After Frank Nappi, an Oceanside High School literature teacher for 29 years, wrote “The Legend of Mickey Tussler,” a novel set in the late 1940s, about an autistic farm boy with a strong pitching arm who makes it to the major leagues, people asked Nappi about a sequel. “I told them, ‘Eh, I’m not sure,’” he said, “but then there was the second one.” After that, there was a third and, before long, a TV movie. Now a song is in the works.
On Sept. 15, MP Music House will release a country music tune based on Nappi’s series. The track, called “Buckle Up and Dig In,” came about after Frank and his wife, Julia, also an OHS teacher, ran through their Massapequa neighborhood one day.
They stopped to talk to their neighbor Tom Petrone, a co-president at MP Music House, a songwriting and music publishing business. When he learned about the Mickey Tussler series, he told Nappi he wanted to turn it into a single.
Petrone said he was drawn to the success of Nappi’s books.
MP Music House provided the Herald with a pre-release copy of the song, and the track’s emotional country vocals tell the Mickey Tussler story with guitar flourishes that evoke well-known country-rock acts like the Eagles and Neil Young. The song is catchy, and this reporter has struggled to get it out of his head since first hearing it.
Nappi said he thinks the story works well as a country song. “The kid starts off on a farm somewhere, with meager beginnings… A little bit of baseball in there helps, too,” he said. Petrone explained that he had a number of classic baseball songs in mind when he wrote “Buckle Up and Dig In,” including Credence Clearwater Revival’s “Centerfield.”
Beyond baseball, Nappi said that his story embodies a wholesomeness that country music often espouses. “Autistic people are amazingly pure of heart,” he said. “There’s no pretention at all, they just are who they are.”
“They wanted it to be upbeat,” he said of the song’s producers. “They said they didn’t want it to be this woe-is-me type thing.”

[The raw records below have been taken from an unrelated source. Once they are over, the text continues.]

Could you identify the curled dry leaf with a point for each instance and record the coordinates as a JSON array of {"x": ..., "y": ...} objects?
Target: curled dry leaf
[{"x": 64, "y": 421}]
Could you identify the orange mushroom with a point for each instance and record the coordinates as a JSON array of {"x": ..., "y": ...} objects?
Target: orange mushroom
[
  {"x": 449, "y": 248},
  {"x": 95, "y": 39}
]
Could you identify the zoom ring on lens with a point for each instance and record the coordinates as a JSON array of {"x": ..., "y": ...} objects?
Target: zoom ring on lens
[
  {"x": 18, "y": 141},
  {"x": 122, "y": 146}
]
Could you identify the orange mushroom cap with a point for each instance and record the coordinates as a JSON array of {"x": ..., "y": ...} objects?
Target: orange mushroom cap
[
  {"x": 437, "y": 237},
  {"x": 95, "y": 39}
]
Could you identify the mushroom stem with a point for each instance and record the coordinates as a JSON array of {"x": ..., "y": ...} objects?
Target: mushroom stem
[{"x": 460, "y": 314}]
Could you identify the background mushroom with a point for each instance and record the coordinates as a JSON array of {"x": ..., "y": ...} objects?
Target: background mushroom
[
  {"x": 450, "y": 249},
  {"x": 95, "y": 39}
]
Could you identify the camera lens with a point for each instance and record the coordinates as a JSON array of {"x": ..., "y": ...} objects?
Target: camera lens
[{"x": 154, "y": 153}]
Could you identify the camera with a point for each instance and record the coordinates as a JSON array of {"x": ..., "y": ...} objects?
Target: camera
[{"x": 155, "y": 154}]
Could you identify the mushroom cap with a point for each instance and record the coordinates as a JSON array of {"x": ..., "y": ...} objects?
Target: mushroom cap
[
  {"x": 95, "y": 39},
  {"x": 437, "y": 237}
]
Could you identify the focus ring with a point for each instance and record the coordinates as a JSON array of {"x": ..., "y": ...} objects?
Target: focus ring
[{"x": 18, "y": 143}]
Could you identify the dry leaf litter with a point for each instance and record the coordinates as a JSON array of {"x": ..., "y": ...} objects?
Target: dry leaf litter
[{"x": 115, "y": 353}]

The feedback Nappi received from the autism community about his novels was overwhelmingly positive, with many saying that it was rare to find stories about autistic people who succeed rather than just survive the challenges of their condition.
Nappi said his experiences at OHS, particularly with the Best Buddies program — a club pairing high schoolers with special-needs peers — had helped him develop his Mickey Tussler books. He recalled the stories of one student he knew who could spin a ball on his finger for hours — “better than the [Harlem] Globetrotters,” he said.
Nappi added that sports could be a natural avenue for autistic people to succeed, given that they often have immense capacities for focus and repetition, which essentially constitutes practice. Most of their struggles involve social interaction, he said.
In a speech he gave at an OHS Hall of Fame ceremony, he responded to someone who called his book implausible because the critic didn’t think an autistic person could play at the professional level.
“I totally disagree,” he responded. “I believe at some point you will see someone announce that they’re on the spectrum, and you would never know, unless you sat with them long enough in a social situation. But if you saw the person play, you’d never know if they had a difficulty.”
Nappi said that as a writing teacher, he often tells his students to “let the characters take you where they want to go.”
He added, “When I wrote the first book, I never imagined that this is where Mickey would go.”
Nappi’s roles as teacher and writer often feed each other. “I’ve been leading the double life for about 15 years,” he said. “Being good at one makes you better at the other. It works both ways.”
As a teacher, he said, “You get instant credibility when your kids find out that you’ve written something that’s been published.
“When I teach about the nuances of writing,” he added, “it’s easy because I can refer to what I’ve done, and they can see, ‘Oh, he did that and it works.’ It’s changed the dynamic in my classroom.”
For his next work, Nappi said, he’s working on a prequel to his Mickey Tussler series, at the suggestion of someone at Disney, who said they might be interested in adapting it.